Her throat burned and she nodded. “I am, too. But I’m also so grateful that I’m not tied to him forever, and that makes me a horrible human being because that means there’s some part of me that’s grateful that I lost the baby, too.” There. She’d finally said the awful words out loud.

Huge gulping sobs threatened but she held them back somehow, which was a freaking miracle.

Parker reached for her, clearly wanting to pull her into his lap, but she shook her head. If she went to him, she’d fall apart. “I need to finish the story, okay?”

He nodded. “I’m here. Take as long as you need.”

“Okay,” she whispered. “After… after, I was discharged. Rex went to work the next day. And I packed up the bare minimum, left everything that wasn’t the Emily Stevens I wanted to be, and flew home. My mom was going through treatments and I’d planned on coming home to spend time with her anyway. I just came home for good instead.

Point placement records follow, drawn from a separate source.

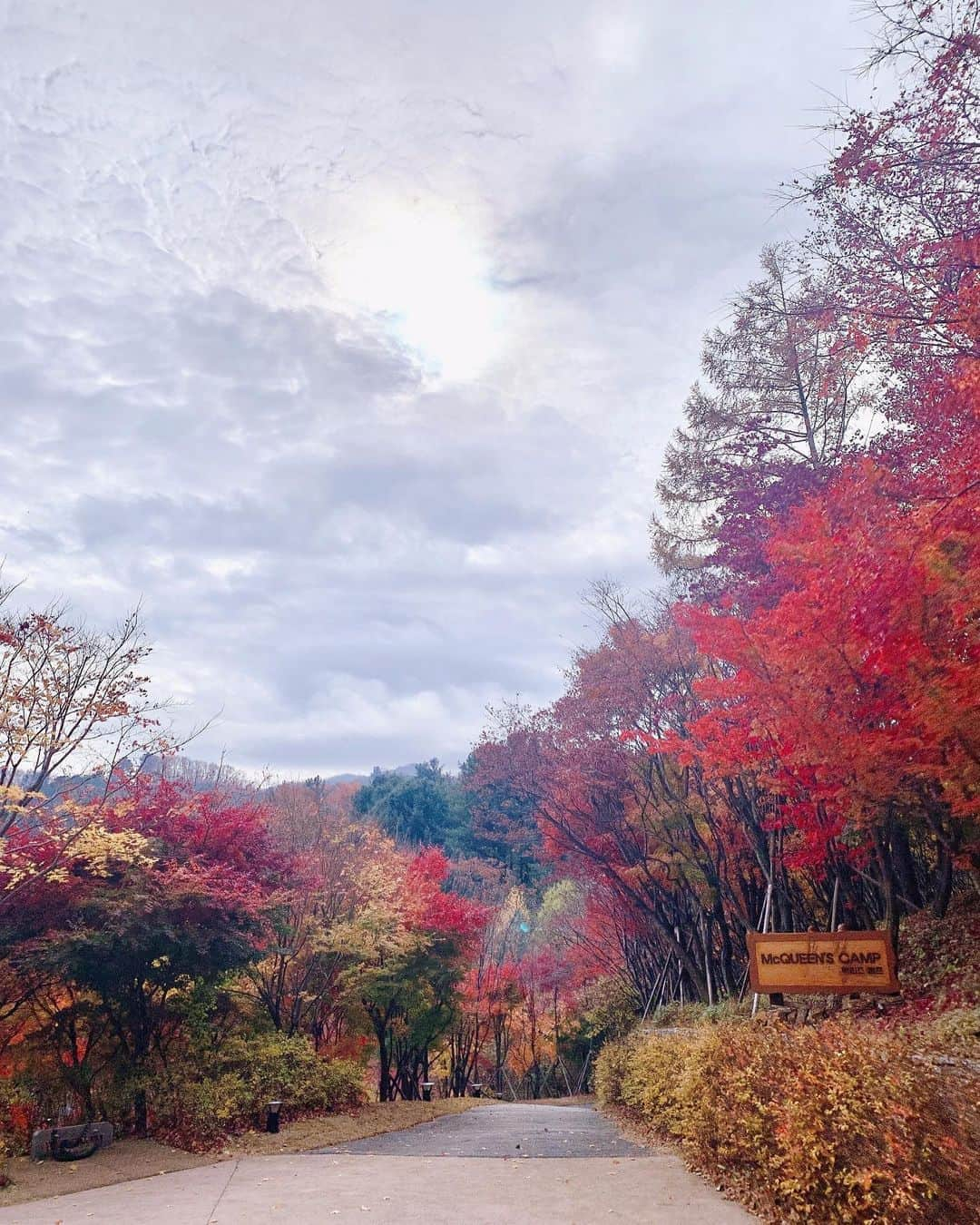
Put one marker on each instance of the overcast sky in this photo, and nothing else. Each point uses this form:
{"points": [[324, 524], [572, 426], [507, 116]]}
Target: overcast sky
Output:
{"points": [[348, 336]]}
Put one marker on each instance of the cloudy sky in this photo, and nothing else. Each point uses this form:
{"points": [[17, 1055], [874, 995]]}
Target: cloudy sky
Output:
{"points": [[348, 336]]}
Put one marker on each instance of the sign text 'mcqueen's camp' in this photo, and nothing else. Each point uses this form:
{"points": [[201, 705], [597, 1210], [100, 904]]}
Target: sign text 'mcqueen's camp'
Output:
{"points": [[818, 962]]}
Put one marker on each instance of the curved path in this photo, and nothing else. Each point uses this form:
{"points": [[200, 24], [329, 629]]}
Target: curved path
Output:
{"points": [[494, 1165], [505, 1130]]}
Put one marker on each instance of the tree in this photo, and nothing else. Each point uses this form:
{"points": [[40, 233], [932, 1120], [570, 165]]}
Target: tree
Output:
{"points": [[408, 945], [426, 808], [150, 933], [784, 403], [69, 696], [897, 212]]}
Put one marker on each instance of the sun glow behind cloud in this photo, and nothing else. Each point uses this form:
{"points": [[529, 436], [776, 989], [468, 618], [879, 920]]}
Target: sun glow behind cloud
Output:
{"points": [[423, 267]]}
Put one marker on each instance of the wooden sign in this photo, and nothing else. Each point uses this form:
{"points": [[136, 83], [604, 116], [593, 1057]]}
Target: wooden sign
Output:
{"points": [[822, 962]]}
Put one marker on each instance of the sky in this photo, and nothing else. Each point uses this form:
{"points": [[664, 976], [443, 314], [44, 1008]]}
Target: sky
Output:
{"points": [[348, 337]]}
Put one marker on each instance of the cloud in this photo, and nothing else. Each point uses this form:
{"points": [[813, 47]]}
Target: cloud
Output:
{"points": [[210, 394]]}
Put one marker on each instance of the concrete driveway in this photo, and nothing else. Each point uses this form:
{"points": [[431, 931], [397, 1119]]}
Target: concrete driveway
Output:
{"points": [[422, 1187]]}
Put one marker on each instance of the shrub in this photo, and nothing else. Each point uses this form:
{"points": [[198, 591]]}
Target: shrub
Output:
{"points": [[198, 1105], [836, 1123]]}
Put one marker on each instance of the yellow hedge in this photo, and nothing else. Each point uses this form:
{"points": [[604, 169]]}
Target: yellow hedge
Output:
{"points": [[835, 1123]]}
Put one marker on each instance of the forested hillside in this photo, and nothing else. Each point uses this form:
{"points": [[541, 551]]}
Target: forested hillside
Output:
{"points": [[784, 738]]}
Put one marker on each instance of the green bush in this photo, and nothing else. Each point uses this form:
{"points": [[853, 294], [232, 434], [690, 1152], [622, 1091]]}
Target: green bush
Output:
{"points": [[839, 1122], [228, 1092]]}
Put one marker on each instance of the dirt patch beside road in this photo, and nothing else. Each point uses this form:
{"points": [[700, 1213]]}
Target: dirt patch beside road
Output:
{"points": [[141, 1159]]}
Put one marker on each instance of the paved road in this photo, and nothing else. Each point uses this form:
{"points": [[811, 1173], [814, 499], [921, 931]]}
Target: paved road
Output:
{"points": [[516, 1131], [418, 1190]]}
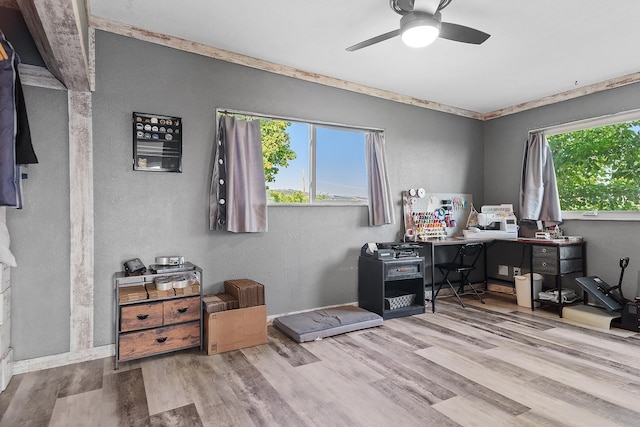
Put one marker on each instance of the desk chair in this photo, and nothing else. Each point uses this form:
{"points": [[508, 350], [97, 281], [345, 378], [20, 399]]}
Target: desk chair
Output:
{"points": [[463, 264]]}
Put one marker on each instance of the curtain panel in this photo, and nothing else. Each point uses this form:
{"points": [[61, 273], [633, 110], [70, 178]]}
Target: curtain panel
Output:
{"points": [[238, 199], [380, 202], [539, 199]]}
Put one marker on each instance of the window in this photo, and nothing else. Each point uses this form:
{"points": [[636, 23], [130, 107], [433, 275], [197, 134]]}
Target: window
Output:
{"points": [[313, 163], [597, 164]]}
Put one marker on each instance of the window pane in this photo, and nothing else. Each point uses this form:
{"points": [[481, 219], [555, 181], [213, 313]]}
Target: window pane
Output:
{"points": [[340, 165], [598, 168], [291, 183]]}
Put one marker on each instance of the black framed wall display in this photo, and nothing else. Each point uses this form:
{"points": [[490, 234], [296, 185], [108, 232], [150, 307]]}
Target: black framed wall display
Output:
{"points": [[157, 143]]}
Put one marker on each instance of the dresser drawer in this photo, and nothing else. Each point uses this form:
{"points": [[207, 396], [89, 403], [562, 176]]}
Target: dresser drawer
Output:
{"points": [[140, 316], [544, 265], [565, 252], [159, 340], [181, 310]]}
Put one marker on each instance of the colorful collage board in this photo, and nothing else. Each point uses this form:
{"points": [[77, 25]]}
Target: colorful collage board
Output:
{"points": [[157, 143], [434, 216]]}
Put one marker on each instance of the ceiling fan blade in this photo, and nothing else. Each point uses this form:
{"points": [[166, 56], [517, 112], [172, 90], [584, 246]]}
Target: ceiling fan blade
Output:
{"points": [[374, 40], [428, 6], [460, 33]]}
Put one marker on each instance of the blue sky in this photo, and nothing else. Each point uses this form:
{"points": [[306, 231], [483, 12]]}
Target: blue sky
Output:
{"points": [[340, 161]]}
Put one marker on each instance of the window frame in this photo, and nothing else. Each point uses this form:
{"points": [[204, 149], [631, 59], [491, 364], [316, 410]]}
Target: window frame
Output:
{"points": [[600, 121], [312, 153]]}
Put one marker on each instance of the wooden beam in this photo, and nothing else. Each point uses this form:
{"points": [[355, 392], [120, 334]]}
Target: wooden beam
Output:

And I threw myself into taking care of my parents.”

“And he just let you go? Because that doesn’t sound like the man I met,” Parker muttered.

She let out a wry laugh. “No. He showed up immediately. Kept talking about how he understood I needed time and I wanted to be there for my mother. He just wasn’t hearing me. So I hired a lawyer and I filed for divorce. And he’s been making his periodic visits ever since, unwilling to let me go.”